One of my actors walks in, pale, dazed, her arm in a sling. She says she fell and “ripped something” during a dance rehearsal at school. I choke back panic and start reworking all of the choreography in which she lifts, holds someone, is pulled by that arm, or balances herself with it.
No matter what we do, every time my actresses speak into the onstage video cameras, a subject-tracking box flickers and darts around the screen with her. We consider removing the video cameras from the show.
Another actor ends up in the hospital and comes back to rehearsal looking wan. He tells me he’ll be fine by opening night and says, “Don’t worry.”
I worry.
And there are problems with the video images on the flat-screen TVs: I asked my video designer to randomly pick words from the play and Google them, download the resulting pictures, and assemble the results into a kind of metanarrative that would play randomly at different moments during the show. Instead of something that works against the story, opening it up, too many of the visuals reiterate what we’re already seeing or hearing. He has to make changes.
By opening night, cameras have been replaced, the video has been reedited, and the stage has been reinforced. Actors are healthy, safe, and secure. The acting couldn’t be better.
The audience is enthusiastic, if a bit dazed by what they see. I hear good things as they exit and congratulate Adrian for the risk-taking. But it’s unclear whether they understand what they just saw.
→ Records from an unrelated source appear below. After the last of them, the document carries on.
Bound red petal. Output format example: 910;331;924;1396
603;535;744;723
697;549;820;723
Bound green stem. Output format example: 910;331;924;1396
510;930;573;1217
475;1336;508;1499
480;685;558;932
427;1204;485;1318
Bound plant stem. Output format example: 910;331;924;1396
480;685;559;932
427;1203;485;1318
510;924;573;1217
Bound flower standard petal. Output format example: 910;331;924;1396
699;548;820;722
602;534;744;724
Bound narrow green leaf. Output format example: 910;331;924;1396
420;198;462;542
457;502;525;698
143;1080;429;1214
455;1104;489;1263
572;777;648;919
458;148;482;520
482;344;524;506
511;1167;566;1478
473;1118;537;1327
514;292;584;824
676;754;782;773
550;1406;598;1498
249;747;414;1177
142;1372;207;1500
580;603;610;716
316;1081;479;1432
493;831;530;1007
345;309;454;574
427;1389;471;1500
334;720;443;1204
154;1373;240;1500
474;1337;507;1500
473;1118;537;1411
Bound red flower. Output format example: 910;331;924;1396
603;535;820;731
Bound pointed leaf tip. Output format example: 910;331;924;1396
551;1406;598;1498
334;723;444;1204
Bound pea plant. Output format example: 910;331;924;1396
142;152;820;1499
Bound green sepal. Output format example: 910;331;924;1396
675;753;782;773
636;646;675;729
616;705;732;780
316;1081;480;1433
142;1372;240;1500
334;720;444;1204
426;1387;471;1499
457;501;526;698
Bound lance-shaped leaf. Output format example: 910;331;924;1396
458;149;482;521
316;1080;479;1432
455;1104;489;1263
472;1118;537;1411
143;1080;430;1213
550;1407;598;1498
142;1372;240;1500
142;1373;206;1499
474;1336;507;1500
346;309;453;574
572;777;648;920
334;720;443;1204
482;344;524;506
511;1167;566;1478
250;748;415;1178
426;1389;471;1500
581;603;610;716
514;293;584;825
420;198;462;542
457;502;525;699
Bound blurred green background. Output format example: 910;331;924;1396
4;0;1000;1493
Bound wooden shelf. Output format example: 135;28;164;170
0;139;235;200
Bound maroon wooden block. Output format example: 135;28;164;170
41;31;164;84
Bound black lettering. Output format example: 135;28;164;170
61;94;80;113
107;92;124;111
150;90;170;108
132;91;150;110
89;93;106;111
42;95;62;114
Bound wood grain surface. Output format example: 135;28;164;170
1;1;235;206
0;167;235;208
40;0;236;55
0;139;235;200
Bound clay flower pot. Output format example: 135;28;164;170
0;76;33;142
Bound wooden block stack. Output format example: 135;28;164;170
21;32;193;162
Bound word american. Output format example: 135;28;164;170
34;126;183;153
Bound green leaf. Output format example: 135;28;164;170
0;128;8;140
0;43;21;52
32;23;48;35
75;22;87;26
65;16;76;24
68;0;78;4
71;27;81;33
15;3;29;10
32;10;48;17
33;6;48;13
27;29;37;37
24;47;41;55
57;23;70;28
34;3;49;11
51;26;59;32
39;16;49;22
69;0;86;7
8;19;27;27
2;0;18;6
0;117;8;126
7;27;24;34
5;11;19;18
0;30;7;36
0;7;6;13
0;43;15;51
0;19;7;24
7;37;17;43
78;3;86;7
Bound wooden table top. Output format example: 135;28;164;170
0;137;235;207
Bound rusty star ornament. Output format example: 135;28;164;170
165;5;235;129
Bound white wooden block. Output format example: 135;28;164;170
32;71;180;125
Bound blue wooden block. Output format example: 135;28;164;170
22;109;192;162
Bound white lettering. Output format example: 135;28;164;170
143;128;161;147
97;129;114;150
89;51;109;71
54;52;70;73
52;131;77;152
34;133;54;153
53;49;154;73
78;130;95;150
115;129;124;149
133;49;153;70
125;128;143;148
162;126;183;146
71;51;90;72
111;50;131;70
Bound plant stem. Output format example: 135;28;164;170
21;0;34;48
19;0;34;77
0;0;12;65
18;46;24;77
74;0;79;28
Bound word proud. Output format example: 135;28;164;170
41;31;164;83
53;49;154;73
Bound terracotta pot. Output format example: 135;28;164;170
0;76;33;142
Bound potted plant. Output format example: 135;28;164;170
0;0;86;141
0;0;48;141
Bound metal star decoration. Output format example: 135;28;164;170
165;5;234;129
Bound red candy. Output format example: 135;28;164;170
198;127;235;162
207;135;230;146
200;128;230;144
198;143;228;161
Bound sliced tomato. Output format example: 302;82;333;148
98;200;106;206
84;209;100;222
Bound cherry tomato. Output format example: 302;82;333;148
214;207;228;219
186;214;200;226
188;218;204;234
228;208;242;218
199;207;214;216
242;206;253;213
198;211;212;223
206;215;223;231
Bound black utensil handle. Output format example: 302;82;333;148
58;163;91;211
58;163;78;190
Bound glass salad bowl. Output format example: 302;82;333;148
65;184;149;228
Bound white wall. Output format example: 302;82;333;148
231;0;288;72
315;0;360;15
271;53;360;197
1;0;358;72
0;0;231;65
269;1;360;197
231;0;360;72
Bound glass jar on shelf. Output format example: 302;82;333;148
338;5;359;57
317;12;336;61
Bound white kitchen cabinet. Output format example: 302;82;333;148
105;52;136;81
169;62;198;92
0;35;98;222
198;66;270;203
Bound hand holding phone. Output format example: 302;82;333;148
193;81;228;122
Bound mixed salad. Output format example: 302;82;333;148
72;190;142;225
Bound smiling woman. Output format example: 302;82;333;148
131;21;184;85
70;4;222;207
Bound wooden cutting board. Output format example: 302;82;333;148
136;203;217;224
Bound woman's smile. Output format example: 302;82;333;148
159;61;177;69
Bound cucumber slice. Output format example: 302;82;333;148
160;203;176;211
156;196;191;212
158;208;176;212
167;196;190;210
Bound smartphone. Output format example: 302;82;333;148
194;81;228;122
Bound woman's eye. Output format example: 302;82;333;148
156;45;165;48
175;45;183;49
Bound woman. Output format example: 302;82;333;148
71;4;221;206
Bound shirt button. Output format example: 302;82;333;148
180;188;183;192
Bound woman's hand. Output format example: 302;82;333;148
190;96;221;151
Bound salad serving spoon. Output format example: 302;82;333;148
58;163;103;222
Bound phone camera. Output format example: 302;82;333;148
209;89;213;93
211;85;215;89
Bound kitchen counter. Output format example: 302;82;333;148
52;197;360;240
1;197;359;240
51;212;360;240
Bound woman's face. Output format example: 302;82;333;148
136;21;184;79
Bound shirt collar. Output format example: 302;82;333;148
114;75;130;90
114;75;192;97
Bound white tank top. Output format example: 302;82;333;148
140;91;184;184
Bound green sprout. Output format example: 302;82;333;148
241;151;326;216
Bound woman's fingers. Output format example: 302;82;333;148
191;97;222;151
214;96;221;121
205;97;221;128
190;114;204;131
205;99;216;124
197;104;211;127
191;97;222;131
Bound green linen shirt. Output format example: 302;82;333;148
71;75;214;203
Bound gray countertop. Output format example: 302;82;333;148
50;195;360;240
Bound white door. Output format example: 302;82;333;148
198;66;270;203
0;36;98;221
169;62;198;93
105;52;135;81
I’ll be leaving soon, before the second weekend begins. We’re having the cast party at the Pub, infamous as the place where actor Oliver Reed drank himself to death while shooting the film Gladiator. I take a few pictures of the corner where Reed last sat. Looking at the images on my phone, a hazy light hovers over the area, whether I used a flash or not. It’s a light that doesn’t appear in any of the other pictures I took. I can’t explain it and I don’t really try.
Maybe Oliver Reed loves the place and simply doesn’t want to leave. Neither do I.
Dave Barton helmed the U.S. premieres of many of Britain’s “in-yer-face” plays as artistic director of Rude Guerrilla Theater Company, and has directed more of playwright Mark Ravenhill’s work than anyone in the world. He is currently artistic director of Monkey Wrench Collective in Southern California, with a focus on immersive, site-specific work.